Some of Al Sherman's most well known songs also include, "Save Your Sorrow", "Lindbergh (The Eagle Of The U.S.A.)", "Pretending", On the Beach at Bali-Bali", "Over Somebody Else's Shoulder", "For Sentimental Reasons" and "Ninety-Nine Out of a Hundred (Want To Be Kissed)".
Maurice Chevalier's American breakthrough hit was an Al Sherman/Al Lewis song entitled "Livin' In the Sunlight - Lovin' in the Moonlight" from the Paramount Picture The Big Pond (1930). "You've Gotta Be A Football Hero" has been played, sung and marched to since 1933 when Fred Waring and his Pennsylvanians introduced it on the radio. More than just a hit of its day, "Football Hero" became a part of the fabric of the American sports scene.
The Sherman/Fletcher song "On A Little Bamboo Bridge" became a hit for Louis Armstrong. Artists who recorded Al Sherman songs include Benny Goodman, Ella Fitzgerald, Billie Holiday, Tommy Dorsey, Frank Sinatra, Al Jolson, Bing Crosby, Eddie Cantor, Rudy Vallee, Ozzie Nelson, Lawrence Welk, Peggy Lee, Patti Page, Duke Ellington and his Cotton Club Orchestra, among many others.

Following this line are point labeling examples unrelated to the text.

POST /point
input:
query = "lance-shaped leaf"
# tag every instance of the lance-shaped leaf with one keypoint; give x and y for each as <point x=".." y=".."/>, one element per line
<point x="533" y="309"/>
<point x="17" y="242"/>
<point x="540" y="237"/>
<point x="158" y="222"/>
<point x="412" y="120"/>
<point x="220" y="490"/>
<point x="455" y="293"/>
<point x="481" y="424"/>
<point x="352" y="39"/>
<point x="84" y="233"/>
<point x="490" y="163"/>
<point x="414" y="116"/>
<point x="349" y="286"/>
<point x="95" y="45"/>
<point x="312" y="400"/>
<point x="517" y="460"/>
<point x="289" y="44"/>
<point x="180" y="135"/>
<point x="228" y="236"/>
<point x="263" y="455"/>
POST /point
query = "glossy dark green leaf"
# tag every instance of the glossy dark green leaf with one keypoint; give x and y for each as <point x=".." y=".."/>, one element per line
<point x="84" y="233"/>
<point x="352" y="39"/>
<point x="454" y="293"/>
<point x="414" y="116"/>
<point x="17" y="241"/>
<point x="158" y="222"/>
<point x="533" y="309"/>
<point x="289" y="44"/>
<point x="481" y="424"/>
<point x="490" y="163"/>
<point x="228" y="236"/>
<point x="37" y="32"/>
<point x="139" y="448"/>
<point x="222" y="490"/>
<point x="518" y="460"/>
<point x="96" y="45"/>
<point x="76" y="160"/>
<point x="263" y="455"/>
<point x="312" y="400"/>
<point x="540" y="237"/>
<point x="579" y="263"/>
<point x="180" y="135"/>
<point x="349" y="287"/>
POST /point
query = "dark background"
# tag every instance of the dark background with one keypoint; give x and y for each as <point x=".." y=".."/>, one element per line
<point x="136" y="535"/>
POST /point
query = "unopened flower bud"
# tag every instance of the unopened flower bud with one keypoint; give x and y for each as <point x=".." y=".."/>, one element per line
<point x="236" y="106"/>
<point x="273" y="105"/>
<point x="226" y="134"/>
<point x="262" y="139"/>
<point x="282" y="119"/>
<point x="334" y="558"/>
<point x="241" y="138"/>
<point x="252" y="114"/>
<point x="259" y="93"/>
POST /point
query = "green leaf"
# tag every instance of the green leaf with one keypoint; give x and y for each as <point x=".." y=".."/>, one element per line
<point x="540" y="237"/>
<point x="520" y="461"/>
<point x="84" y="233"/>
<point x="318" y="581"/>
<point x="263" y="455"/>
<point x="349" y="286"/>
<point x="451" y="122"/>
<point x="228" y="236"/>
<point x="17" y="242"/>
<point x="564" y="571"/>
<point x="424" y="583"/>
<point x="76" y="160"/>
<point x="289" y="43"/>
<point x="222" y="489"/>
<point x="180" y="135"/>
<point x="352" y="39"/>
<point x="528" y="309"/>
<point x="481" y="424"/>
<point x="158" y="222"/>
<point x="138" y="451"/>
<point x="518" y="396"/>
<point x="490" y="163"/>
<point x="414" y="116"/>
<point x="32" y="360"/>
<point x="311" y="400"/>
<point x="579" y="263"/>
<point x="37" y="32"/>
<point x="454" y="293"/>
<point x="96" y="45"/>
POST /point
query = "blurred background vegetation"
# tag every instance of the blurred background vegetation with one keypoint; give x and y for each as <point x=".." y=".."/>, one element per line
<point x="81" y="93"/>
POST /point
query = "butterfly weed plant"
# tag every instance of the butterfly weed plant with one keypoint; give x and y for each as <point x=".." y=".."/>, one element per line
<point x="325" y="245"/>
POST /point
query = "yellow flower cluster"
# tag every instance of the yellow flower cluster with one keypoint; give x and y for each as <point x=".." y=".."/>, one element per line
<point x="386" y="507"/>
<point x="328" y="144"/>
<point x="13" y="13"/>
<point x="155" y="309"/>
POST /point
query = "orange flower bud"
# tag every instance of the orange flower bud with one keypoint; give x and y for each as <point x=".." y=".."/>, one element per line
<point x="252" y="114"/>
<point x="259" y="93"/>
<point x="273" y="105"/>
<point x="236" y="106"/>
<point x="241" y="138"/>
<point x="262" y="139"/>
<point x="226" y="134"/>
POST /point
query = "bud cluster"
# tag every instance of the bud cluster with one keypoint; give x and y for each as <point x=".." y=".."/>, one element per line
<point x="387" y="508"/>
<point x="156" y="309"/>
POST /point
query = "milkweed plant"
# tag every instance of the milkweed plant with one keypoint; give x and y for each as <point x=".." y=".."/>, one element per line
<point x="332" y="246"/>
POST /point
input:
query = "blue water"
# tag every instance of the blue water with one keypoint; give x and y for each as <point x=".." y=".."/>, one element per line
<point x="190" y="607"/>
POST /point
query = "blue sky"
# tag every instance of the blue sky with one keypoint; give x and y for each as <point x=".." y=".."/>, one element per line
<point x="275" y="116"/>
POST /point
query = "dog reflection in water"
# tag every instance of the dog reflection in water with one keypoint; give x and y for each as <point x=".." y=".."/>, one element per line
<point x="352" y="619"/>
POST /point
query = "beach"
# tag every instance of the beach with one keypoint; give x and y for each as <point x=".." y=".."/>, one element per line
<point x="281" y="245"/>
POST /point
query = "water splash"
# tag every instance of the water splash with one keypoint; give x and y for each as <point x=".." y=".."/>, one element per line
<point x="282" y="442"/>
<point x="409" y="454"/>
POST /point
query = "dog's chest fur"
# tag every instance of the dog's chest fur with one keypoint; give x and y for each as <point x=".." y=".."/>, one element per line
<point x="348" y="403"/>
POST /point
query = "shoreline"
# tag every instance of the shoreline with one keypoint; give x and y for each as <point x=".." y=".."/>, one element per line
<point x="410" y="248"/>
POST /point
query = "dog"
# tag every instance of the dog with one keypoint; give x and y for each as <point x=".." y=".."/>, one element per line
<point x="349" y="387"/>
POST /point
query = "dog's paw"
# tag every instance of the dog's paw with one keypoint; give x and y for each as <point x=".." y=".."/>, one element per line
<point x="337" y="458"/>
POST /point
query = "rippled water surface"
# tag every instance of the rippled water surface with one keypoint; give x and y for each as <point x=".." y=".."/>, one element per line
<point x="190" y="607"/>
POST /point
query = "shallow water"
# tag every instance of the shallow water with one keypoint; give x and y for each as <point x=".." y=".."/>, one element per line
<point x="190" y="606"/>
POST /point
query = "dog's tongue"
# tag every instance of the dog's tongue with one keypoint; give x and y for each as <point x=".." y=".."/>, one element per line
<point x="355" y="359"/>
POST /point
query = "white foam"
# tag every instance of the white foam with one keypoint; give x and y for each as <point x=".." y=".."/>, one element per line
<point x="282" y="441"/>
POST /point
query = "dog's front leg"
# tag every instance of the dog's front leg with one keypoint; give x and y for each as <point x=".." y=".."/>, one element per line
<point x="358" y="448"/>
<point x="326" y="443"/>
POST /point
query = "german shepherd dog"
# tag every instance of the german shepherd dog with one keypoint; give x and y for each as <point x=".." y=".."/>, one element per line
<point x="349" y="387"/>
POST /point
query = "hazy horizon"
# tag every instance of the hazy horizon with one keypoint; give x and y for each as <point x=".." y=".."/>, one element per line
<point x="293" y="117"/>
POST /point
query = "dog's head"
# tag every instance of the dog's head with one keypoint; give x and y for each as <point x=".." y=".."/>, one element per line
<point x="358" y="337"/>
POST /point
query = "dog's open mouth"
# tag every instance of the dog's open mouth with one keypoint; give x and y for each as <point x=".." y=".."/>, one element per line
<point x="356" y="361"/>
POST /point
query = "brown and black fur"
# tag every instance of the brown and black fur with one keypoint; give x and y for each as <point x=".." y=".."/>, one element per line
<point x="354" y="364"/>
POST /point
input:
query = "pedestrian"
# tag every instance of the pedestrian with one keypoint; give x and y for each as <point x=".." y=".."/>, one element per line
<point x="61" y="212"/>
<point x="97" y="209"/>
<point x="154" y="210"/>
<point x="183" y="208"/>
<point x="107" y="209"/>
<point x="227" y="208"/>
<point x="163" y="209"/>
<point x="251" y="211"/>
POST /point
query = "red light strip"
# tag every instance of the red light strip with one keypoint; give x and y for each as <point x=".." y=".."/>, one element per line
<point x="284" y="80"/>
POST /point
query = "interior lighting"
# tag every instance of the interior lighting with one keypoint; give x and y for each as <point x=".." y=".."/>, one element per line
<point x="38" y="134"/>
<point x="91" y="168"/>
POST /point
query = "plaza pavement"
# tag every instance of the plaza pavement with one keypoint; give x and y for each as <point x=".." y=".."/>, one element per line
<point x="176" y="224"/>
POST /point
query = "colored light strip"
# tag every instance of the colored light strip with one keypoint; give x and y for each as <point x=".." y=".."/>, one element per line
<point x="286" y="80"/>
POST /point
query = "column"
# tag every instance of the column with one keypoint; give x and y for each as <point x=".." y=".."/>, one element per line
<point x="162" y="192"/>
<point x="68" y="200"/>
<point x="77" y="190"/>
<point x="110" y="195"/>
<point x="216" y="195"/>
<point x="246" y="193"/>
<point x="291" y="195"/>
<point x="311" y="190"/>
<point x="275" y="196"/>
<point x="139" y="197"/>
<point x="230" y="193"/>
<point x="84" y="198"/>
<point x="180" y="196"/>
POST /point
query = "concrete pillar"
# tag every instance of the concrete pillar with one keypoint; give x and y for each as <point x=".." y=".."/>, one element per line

Some of his most memorable songs include songs for major Broadway revues, including the "Ziegfeld Follies", "George White's Scandals", "The Passing Show" and "Earl Carroll's Vanities".
Beside writing "Living in the Sunlight" for The Big Pond (1930), Al also wrote for many other films including songs for the motion pictures: Sweetie (1929), The Sky's the Limit (1938) and Sensations of 1945 (1944).
His romantic style and favored settings are suggested by such song titles as "Got the Bench, Got the Park", "Woodland Reverie", "Never a Dream Goes By" and "When You Waltz With the One You Love".
Although he would continue to write songs and musical compositions until his death, Al wrote his last big song in 1952. It was entitled: "Comes Along A Love" and was sung by Kay Starr.
In 1973, the Associated Press wrote, "Al Sherman helped raise the spirits of a Depression-era generation with his hit "Potatoes Are Cheaper - Tomatoes Are Cheaper - Now's the Time To Fall In Love!". Al wrote more than five hundred songs but gained his greatest fame for that happy tune". Always capable of finding the "silver lining", "Potatoes Are Cheaper" became Al's signature song. In 1973, he wrote his autobiography entitling it, "Potatoes Are Cheaper" for this reason.
On 16 September 1973, Al Sherman died in Los Angeles, California. He was 76 years old.